Sécurité, souveraineté, frugalité
La crise de la Covid-19 a mis en évidence l’urgence à moderniser les systèmes d’information en même temps que la complexité croissante d’enjeux plus ou moins identifiés jusqu’alors, devenus prioritaires aujourd’hui. Au défi immuable de la cybersécurité se sont ajoutés celui de la frugalité, qui prévaut dans les mentalités et les politiques visant à restreindre l’empreinte climatique des technologies, puis ceux de la souveraineté et de la protection des données personnelles, face à l’appétit d’acteurs extra-européens dominants.
Ce fut d’ailleurs l’un des événements de l’été qui ont agité le secteur bancaire : BNP Paribas a ouvert à d’autres acteurs bancaires et financiers, européens et américains, sa propre solution de cloud public. Bernard Gavgani, Global Chief Information Officer de BNP Paribas, détaille comment la banque a échafaudé avec son partenaire IBM Services ce cloud dédié, destiné à garantir des conditions de sécurité et à préserver la souveraineté de l’entreprise sur cette partie de son système d’information.
Un monde sans cash… ou presque
L’effet le plus évident et le plus populaire de la crise sanitaire sur les systèmes monétiques fut la découverte puis l’adoption massive par les clients des paiements sans contact et électroniques.

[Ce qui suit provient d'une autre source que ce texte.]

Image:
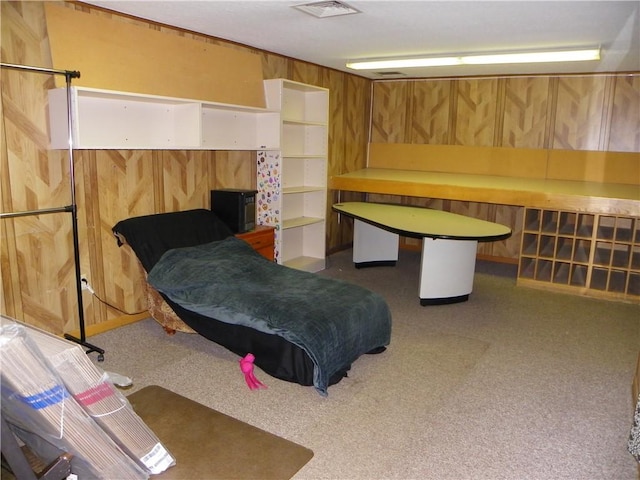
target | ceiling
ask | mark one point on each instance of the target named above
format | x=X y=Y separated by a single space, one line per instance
x=411 y=28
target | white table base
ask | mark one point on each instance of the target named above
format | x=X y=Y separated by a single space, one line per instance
x=447 y=266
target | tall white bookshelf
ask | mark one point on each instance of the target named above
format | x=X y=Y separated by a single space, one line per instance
x=292 y=181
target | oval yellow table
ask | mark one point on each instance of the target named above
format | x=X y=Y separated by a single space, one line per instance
x=449 y=244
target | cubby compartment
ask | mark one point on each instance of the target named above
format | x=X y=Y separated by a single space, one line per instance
x=578 y=275
x=599 y=254
x=547 y=246
x=532 y=220
x=602 y=255
x=617 y=281
x=568 y=223
x=584 y=227
x=599 y=279
x=621 y=255
x=561 y=272
x=550 y=221
x=582 y=251
x=606 y=227
x=544 y=270
x=625 y=228
x=564 y=248
x=527 y=268
x=634 y=284
x=635 y=257
x=530 y=244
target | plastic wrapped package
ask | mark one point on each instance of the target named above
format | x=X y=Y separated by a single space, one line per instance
x=48 y=419
x=93 y=389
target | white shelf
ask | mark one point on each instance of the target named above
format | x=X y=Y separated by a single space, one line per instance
x=300 y=222
x=105 y=119
x=295 y=179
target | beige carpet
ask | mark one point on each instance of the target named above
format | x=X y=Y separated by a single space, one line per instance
x=513 y=384
x=209 y=444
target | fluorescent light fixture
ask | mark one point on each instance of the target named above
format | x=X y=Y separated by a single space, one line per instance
x=521 y=57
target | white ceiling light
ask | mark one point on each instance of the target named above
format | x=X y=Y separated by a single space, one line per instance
x=516 y=57
x=326 y=9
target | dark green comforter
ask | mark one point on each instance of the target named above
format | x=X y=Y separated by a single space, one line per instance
x=334 y=322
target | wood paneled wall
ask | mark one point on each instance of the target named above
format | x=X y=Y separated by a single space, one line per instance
x=578 y=112
x=38 y=283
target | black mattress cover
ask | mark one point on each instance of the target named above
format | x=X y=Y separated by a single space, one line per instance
x=150 y=236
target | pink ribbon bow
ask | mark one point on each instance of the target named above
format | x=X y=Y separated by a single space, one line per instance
x=246 y=365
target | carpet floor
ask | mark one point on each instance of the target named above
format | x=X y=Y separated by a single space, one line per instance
x=515 y=383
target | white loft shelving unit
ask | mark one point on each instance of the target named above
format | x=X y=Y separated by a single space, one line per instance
x=106 y=119
x=292 y=182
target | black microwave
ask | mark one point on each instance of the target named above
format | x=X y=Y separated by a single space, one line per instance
x=236 y=208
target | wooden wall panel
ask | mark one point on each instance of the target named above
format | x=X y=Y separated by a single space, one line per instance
x=579 y=116
x=595 y=112
x=431 y=112
x=389 y=112
x=525 y=113
x=475 y=115
x=115 y=184
x=625 y=115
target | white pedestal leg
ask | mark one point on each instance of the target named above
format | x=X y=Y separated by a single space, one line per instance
x=447 y=270
x=373 y=246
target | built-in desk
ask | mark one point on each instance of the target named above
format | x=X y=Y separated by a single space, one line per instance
x=581 y=230
x=526 y=192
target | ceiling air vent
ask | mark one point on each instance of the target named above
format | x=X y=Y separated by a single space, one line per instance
x=326 y=9
x=391 y=74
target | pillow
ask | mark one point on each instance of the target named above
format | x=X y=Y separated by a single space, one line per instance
x=150 y=236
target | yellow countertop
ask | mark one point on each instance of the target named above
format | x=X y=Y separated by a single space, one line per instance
x=528 y=192
x=424 y=222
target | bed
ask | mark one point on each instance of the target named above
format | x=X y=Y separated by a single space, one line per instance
x=302 y=327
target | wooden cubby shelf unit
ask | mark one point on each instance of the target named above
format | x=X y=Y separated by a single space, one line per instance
x=596 y=254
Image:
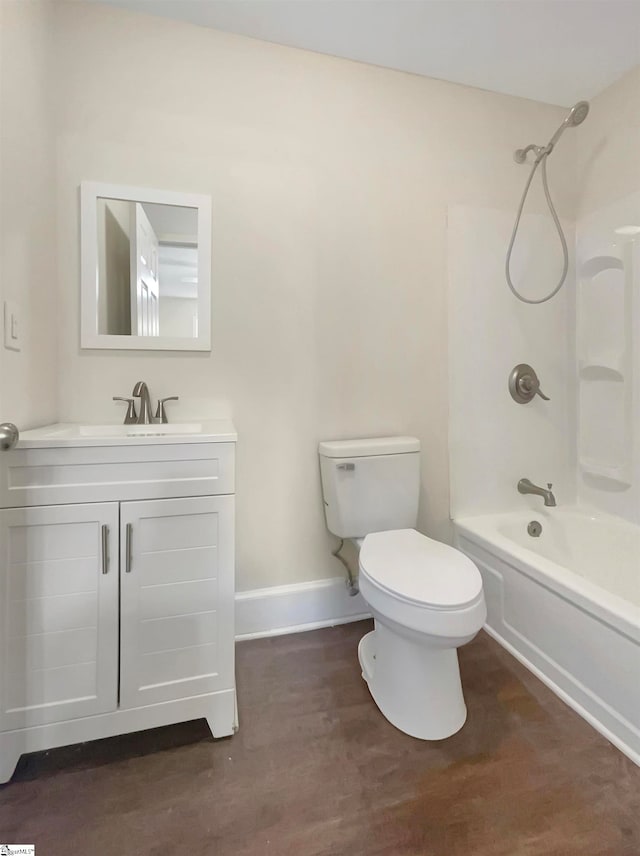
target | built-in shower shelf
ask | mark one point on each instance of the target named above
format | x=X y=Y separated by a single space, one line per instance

Reviendront-ils en arrière ? Marion Labouré, économiste chez Deutsche Bank, nuance les effets à longs termes de la crise sur les paiements numériques, à travers une comparaison internationale. Plusieurs banques centrales ont activement communiqué sur la faiblesse des risques de contamination via le cash, d’autres ont au contraire opté pour des mesures de précaution. Selon l’économiste, l’impact de la pandémie sur les systèmes de paiement pourrait se faire sentir plus tôt en Asie qu’en Europe et aux États-Unis.
François Daoust, délégué général de la Fédération des entreprises de la sécurité fiduciaire (FEDESFI), analyse et critique le mantra de l’arrivée imminente d’un « monde sans cash ». La dématérialisation totale de la monnaie ne diminue pas la criminalité et accentue les fractures sociales, géographiques et numériques, veut-il rappeler. Puis il s’arrête sur ce constat étonnant : pendant la crise sanitaire, les paiements traditionnels étaient certes en diminution, mais la production de devises et leur retrait n’ont fait qu’augmenter. Par le plus grand des paradoxes, la monnaie papier serait-elle en train de devenir une valeur refuge ?
Ce dossier de Revue Banque est complété par le numéro 394 de Banque & Stratégie (septembre 2020) dédié à la digitalisation des banques et aux effets de la crise sanitaire sur l’organisation de l’entreprise.